DEV Community

Carlos Oliva Pascual
Carlos Oliva Pascual

Posted on • Originally published at stacknotice.com

The Production Deployment Checklist Senior Devs Never Skip (2026)

Most outages aren't caused by bad code. They're caused by good code deployed in the wrong order.

Senior developers don't rely on memory before a deploy. They run a checklist — every single time, even for a one-line change.

Here's the exact checklist, and why each step exists.

Why checklists exist

Pilots don't skip the pre-flight checklist because they've flown 10,000 hours. They do it because they've flown 10,000 hours — enough to know exactly what happens when you skip a step.

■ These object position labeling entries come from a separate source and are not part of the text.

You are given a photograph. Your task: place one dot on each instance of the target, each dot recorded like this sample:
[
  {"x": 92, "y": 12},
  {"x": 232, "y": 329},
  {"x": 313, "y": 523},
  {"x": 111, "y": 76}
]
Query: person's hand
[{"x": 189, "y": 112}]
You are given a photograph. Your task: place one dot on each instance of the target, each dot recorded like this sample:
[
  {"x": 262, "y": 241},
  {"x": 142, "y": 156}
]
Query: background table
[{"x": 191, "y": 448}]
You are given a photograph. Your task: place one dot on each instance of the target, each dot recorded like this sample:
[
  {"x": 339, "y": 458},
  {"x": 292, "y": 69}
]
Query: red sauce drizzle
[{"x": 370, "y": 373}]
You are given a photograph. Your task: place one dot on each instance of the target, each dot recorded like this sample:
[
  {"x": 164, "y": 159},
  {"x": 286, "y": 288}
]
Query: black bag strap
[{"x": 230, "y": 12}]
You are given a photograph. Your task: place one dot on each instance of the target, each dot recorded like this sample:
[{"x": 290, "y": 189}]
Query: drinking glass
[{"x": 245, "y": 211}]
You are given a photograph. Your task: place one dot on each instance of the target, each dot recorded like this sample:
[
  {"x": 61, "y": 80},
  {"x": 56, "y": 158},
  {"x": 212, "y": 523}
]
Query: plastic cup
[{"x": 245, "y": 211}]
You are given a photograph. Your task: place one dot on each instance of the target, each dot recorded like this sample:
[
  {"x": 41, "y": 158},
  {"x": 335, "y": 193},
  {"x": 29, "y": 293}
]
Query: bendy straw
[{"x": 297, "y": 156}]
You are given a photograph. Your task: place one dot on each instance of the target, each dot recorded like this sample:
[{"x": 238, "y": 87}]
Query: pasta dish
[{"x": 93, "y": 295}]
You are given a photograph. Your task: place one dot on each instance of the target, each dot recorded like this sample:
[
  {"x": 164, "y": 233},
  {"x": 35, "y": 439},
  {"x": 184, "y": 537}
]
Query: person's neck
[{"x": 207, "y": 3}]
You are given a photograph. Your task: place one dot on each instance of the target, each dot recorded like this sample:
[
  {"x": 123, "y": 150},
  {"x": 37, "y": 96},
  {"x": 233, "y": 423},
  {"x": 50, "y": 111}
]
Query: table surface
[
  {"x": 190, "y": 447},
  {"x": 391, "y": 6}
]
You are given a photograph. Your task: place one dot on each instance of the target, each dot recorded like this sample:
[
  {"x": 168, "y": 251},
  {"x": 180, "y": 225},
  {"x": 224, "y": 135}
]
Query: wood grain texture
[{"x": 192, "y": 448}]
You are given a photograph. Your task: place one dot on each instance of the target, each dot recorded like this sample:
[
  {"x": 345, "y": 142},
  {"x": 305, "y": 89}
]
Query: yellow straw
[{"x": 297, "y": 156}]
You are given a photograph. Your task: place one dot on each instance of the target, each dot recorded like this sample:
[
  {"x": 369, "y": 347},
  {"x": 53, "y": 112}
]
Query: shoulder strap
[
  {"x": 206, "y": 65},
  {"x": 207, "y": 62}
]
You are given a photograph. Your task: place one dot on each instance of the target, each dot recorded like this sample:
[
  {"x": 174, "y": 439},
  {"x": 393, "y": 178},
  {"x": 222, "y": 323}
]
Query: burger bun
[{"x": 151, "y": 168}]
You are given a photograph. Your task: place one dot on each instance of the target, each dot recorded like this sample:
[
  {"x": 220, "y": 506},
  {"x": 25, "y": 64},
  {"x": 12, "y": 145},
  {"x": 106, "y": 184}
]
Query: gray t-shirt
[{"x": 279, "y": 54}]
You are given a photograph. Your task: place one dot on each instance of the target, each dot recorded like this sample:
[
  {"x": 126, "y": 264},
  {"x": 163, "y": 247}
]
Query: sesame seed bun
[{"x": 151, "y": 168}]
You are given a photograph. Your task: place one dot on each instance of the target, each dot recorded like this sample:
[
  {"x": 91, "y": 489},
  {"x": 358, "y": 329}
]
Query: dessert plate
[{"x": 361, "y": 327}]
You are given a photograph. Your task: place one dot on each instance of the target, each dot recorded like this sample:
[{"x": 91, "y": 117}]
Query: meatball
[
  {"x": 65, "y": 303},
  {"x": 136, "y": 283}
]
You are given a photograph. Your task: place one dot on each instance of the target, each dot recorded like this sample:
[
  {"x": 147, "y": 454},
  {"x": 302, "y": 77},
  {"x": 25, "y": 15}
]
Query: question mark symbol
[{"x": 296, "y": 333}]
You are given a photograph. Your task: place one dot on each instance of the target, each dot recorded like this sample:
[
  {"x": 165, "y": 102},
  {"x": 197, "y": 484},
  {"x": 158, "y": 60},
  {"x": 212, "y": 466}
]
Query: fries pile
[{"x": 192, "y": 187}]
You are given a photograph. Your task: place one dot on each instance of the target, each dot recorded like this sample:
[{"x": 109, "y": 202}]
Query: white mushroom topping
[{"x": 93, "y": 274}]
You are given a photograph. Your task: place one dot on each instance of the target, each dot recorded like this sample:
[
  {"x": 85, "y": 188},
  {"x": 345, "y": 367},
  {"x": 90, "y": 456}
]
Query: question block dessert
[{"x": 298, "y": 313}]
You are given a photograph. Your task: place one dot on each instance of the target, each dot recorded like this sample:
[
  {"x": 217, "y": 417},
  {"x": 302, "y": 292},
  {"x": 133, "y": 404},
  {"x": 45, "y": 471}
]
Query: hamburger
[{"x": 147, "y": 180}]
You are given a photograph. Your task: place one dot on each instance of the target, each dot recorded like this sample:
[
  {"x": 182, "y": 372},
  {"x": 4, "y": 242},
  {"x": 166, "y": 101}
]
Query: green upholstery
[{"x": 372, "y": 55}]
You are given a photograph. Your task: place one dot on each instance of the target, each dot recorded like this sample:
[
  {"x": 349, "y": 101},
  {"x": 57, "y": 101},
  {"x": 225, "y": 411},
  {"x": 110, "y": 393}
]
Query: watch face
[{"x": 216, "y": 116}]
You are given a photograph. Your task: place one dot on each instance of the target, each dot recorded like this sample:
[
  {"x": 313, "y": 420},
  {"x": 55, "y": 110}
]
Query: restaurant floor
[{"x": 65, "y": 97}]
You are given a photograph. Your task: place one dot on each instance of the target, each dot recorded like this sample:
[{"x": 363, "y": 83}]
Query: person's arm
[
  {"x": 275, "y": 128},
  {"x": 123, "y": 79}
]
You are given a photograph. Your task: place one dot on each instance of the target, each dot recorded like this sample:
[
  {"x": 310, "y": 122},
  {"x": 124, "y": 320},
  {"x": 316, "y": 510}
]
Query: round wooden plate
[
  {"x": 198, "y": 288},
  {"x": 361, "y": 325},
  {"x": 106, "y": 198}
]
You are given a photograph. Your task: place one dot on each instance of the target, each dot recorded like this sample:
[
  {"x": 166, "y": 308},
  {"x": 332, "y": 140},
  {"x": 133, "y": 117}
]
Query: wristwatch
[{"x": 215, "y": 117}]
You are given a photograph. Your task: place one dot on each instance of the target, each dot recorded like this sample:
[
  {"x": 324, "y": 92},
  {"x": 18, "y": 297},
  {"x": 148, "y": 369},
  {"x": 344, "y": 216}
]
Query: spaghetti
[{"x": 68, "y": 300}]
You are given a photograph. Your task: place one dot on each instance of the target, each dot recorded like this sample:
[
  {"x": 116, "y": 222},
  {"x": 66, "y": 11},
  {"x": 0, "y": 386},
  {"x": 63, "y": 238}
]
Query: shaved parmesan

The same principle applies to production deploys. Every step in this checklist exists because someone, somewhere, had an outage from skipping it.

The 12-step checklist

# Check Why it matters
1 Env vars validate at build Silent undefined in prod = 3 AM alert
2 Migrations run BEFORE deploy New code can't see old schema
3 No drizzle-kit push in prod Applies changes without migration files
4 Feature flag OFF for new features Ship code off, turn on after smoke test
5 Error monitoring configured First error hits Sentry, not a user
6 Health check endpoint responds Load balancer needs /api/health
7 Rate limiting on auth endpoints Login brute-force = account takeover
8 Secrets in env manager, not code Rotating a secret ≠ a new deploy
9 Stripe webhooks tested Webhook signature fails silently
10 Rollback plan ready Know the previous deploy hash
11 Smoke test the critical path Log in → do the main action → verify
12 Alert channel exists Errors go somewhere humans actually see

Step 1 — Env vars validate at build time

If you're using process.env.THING directly, your app will start and fail at runtime when THING is undefined. The error happens in production, at 2 AM, in front of your first real user.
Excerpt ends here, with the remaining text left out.